Tuesday, July 14, 2015

A Look at Docker and Portability

Often enough, Docker is mentioned in one breath with portability. However, there are two dimensions of portability: first, running a container on any system of the same platform. Here, Docker really simplifies deploying applications on any system (of the same instruction set architecture). From a Linux on z Systems perspective, the second aspect of cross platform portability is more interesting: portability across platforms. Often enough, getting a container to run on z is not a big deal, but sometimes it is. Let's decompose this:


Start with the Docker interface: whether that refers to the CLI or REST API, it is identical on z. Same syntax, same semantics, no differences.

Docker images, as self-contained set of binaries, are specific to a CPU and ABI by nature. Mostly, Docker solutions are microservice architectures, consisting of many but per-se simple components. This facilitates scaling out, as well as simplifies getting the individual components ported.

An image is typically based on a distribution base image. This is not absolutely necessary, you can take a binary and all dependent shared libraries into a tarball and import that as a very slim container image; however typically a Dockerfile is used to build the image in an automatic and controlled fashion. The first line ("FROM") specifies the base image to be used, then often additional distribution packages are installed. If the same distribution is available on s390, e.g. a Fedora image, porting is typically simple -- yum is yum, and the package names are identical. A lot of images are based on Ubuntu on x86, however. We will have Ubuntu on s390x very soon. Until then, the closest thing on s390 is Debian, at least providing the same package tool chain ("apt-get") and mostly the same package names. This will make it much easier to get through the package installation steps. Sometimes, the base image includes a runtime, such as golang. In general, these images can be re-built 1:1 for s390, or they exist already (e.g. as described in this post for getting the recently published golang environment for z). Only if the base image is something non-existent on s390, the fun starts. Then, the art is to come up with an environment which is compatible with any succeeding steps. Yet in most cases, the base image does exist (or can be substituted) for s390.

Within Dockerfiles, additional components are often installed natively: source code archives are downloaded, extracted and built. This is usually platform independent, so should not add any impediment to building the container on z. There are a few exceptions: platform-specific behavior (e.g. if the application checks for CPU information in /proc), or non-portable code (endianness issues in the source code or written in assembler) will require additional care -- but for most packages that will not be necessary.

The last area of consideration is the main application itself. Should that be a binary blob from a third party, it will need to be substituted by an s390 build of the application. Otherwise, the same thoughts on code portability as just mentioned apply; this is also not specific to the use via Docker.

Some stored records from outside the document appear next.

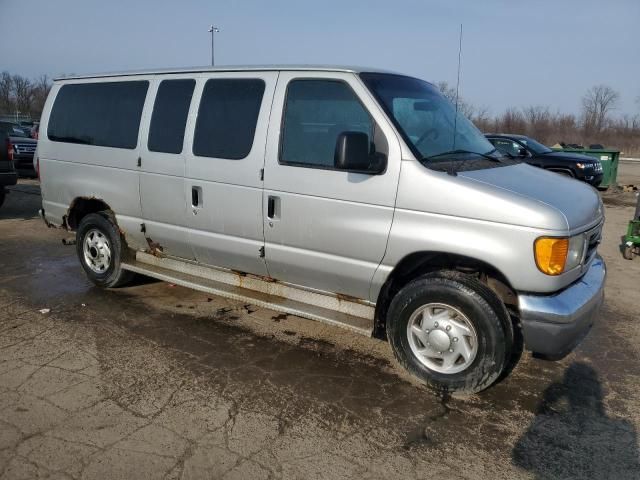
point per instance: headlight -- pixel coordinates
(556, 255)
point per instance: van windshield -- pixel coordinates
(425, 118)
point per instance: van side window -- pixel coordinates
(506, 146)
(227, 118)
(105, 114)
(316, 112)
(169, 118)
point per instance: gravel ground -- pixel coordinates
(156, 381)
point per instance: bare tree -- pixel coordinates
(7, 101)
(23, 94)
(464, 107)
(597, 104)
(40, 89)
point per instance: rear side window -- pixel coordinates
(169, 117)
(316, 113)
(227, 118)
(103, 114)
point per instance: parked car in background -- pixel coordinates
(8, 175)
(22, 147)
(575, 165)
(35, 130)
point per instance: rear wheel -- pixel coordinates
(100, 248)
(628, 252)
(451, 331)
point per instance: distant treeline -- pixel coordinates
(21, 97)
(596, 124)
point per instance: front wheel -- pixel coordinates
(451, 331)
(100, 248)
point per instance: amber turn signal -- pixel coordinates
(551, 254)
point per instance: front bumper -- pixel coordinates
(553, 325)
(8, 178)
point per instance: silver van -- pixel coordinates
(352, 196)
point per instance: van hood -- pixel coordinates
(577, 202)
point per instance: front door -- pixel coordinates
(326, 228)
(223, 180)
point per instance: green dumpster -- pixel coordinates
(609, 160)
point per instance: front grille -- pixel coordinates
(594, 237)
(24, 148)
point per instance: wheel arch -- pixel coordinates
(82, 206)
(417, 264)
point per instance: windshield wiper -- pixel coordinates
(454, 171)
(453, 152)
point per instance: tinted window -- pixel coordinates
(227, 118)
(105, 114)
(507, 146)
(169, 117)
(316, 112)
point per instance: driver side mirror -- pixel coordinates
(353, 154)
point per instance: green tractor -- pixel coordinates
(631, 246)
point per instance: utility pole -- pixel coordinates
(213, 30)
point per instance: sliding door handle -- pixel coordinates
(271, 207)
(196, 196)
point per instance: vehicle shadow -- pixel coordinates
(572, 436)
(21, 203)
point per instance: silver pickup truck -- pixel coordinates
(352, 196)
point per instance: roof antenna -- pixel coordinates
(455, 119)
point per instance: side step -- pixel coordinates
(201, 278)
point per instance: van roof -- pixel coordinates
(230, 68)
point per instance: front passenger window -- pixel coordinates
(316, 113)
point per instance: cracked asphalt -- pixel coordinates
(157, 381)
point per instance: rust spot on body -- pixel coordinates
(155, 248)
(348, 298)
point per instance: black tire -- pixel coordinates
(484, 311)
(112, 275)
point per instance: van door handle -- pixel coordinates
(196, 196)
(273, 207)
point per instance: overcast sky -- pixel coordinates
(515, 53)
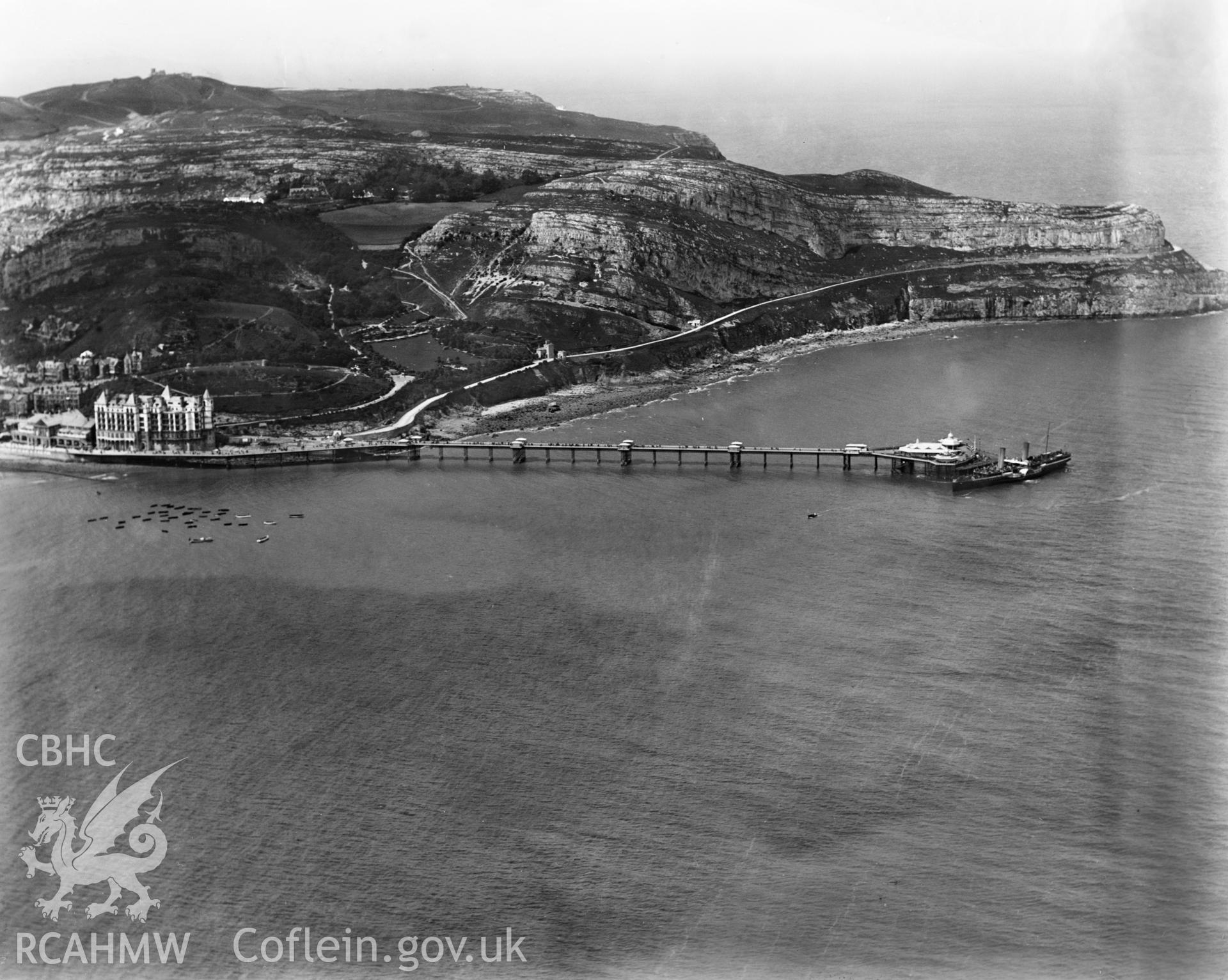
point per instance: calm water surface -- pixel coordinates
(655, 719)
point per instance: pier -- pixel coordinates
(522, 452)
(734, 455)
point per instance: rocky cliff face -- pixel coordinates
(644, 231)
(640, 251)
(46, 183)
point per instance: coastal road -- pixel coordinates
(408, 419)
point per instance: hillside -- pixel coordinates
(182, 213)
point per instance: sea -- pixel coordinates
(660, 721)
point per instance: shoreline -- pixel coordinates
(599, 398)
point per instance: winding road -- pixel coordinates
(408, 419)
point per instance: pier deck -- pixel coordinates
(521, 451)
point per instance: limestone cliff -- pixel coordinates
(639, 251)
(113, 217)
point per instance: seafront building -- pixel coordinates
(155, 423)
(68, 430)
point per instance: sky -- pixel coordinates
(782, 84)
(559, 47)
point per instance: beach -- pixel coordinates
(612, 394)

Eventually, work can be avoided in the future, if any necessary changes can be submitted to the originator (in an acceptable way for other platforms). When such changes get integrated "upstream", it will work out of the box next time.

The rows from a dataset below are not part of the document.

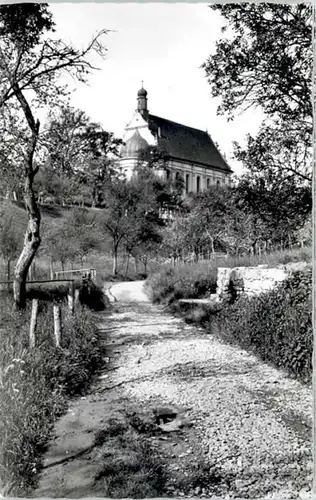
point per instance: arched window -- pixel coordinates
(187, 183)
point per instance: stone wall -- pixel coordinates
(251, 281)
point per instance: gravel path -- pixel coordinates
(251, 423)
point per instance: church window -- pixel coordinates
(187, 180)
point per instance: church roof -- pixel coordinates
(134, 145)
(186, 143)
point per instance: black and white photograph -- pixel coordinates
(156, 233)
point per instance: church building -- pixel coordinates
(191, 152)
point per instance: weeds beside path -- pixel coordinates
(245, 427)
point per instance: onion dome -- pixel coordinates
(134, 145)
(142, 92)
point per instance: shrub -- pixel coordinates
(35, 383)
(186, 281)
(276, 325)
(92, 296)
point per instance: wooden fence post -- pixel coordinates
(71, 297)
(33, 322)
(57, 323)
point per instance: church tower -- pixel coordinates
(142, 103)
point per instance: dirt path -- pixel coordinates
(243, 429)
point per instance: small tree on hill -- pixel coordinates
(31, 63)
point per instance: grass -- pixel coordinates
(198, 280)
(129, 466)
(35, 385)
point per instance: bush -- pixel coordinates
(276, 325)
(34, 385)
(186, 281)
(92, 296)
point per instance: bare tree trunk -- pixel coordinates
(32, 238)
(33, 322)
(32, 241)
(51, 268)
(115, 261)
(57, 323)
(9, 273)
(126, 264)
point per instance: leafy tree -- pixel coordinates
(31, 63)
(73, 239)
(278, 152)
(266, 61)
(131, 215)
(79, 154)
(279, 204)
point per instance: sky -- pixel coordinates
(163, 45)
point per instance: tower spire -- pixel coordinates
(142, 102)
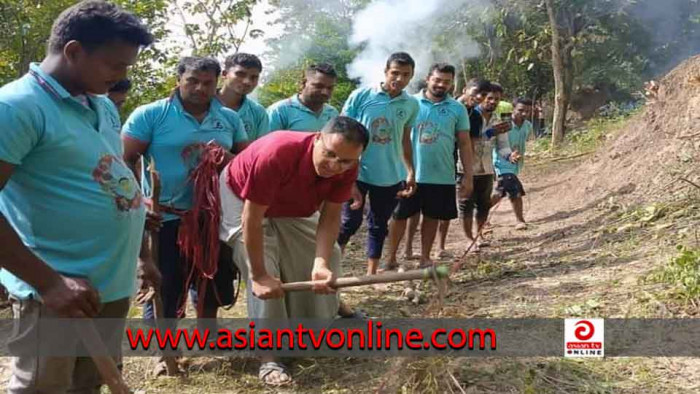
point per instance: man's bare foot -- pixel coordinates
(444, 254)
(426, 264)
(388, 266)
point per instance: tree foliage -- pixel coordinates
(315, 31)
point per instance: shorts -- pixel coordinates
(509, 184)
(433, 201)
(480, 200)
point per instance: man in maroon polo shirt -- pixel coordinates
(270, 194)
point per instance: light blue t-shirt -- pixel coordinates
(175, 141)
(517, 138)
(385, 118)
(434, 138)
(254, 118)
(291, 114)
(71, 198)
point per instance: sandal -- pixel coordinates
(385, 266)
(356, 314)
(444, 254)
(266, 373)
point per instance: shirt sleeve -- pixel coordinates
(265, 179)
(140, 123)
(475, 123)
(276, 121)
(342, 189)
(239, 134)
(462, 119)
(349, 108)
(263, 126)
(19, 134)
(415, 107)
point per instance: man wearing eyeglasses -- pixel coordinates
(269, 194)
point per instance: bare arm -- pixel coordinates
(66, 296)
(149, 273)
(408, 163)
(264, 286)
(326, 236)
(466, 156)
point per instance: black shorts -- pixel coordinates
(433, 201)
(480, 199)
(509, 184)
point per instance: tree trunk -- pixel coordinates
(561, 96)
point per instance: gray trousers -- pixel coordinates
(58, 374)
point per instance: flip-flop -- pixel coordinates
(272, 366)
(483, 244)
(385, 266)
(444, 254)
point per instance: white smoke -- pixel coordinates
(412, 26)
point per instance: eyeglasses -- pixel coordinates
(329, 154)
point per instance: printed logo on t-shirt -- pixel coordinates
(427, 133)
(381, 131)
(117, 180)
(218, 125)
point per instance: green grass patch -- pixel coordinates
(682, 273)
(584, 139)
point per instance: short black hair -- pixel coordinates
(95, 23)
(484, 87)
(323, 68)
(351, 130)
(401, 58)
(196, 63)
(496, 87)
(245, 60)
(122, 86)
(523, 101)
(473, 83)
(442, 68)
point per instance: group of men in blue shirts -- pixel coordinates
(65, 159)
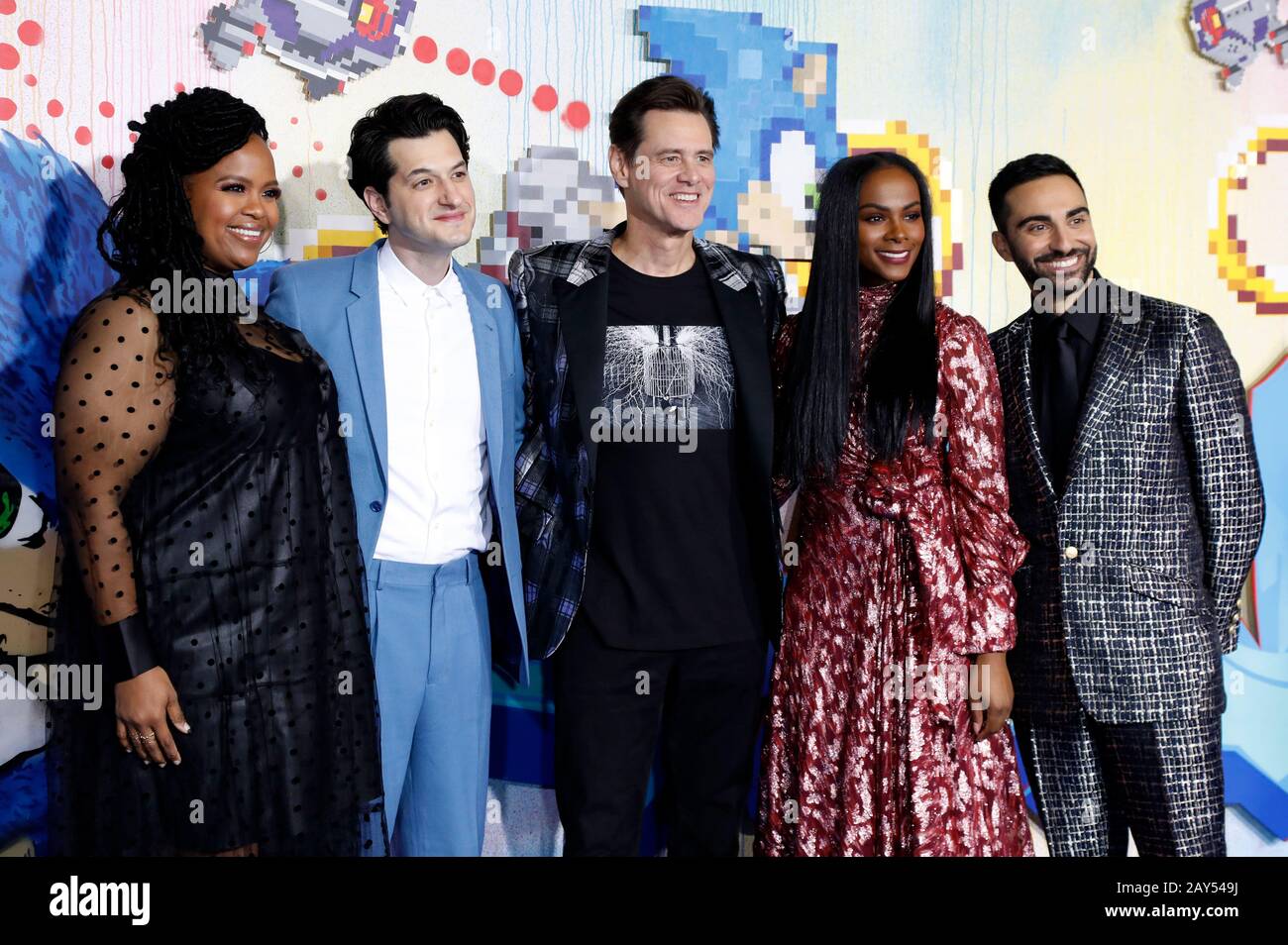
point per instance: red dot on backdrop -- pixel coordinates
(424, 50)
(458, 62)
(30, 33)
(545, 98)
(578, 115)
(510, 82)
(483, 71)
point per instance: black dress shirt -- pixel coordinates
(1063, 357)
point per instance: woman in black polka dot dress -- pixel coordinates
(211, 553)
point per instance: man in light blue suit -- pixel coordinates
(428, 369)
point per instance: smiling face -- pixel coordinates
(236, 205)
(429, 200)
(1048, 233)
(668, 183)
(892, 226)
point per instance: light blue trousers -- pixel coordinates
(433, 657)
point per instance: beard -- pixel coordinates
(1073, 279)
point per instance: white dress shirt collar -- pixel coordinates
(408, 286)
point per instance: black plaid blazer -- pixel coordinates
(561, 299)
(1129, 592)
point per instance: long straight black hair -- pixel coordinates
(901, 373)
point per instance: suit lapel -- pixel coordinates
(369, 357)
(583, 319)
(745, 334)
(488, 357)
(1021, 402)
(1120, 351)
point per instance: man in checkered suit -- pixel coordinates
(1133, 477)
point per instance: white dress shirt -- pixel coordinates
(437, 509)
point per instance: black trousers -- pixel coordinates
(610, 707)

Update 7/27: the next couple of posts will show how to overcome some of the specifics above.
Update 2/12: Ubuntu is very close. Golang is there. It continues to gets easier...
Update 3/29: the upcoming multi-arch support allows sticking binaries of several architectures into a single Docker image identifier on a registry (or Docker Hub). This can eliminate the need to adapt the FROM statement, once all the base images are "fat images" out there.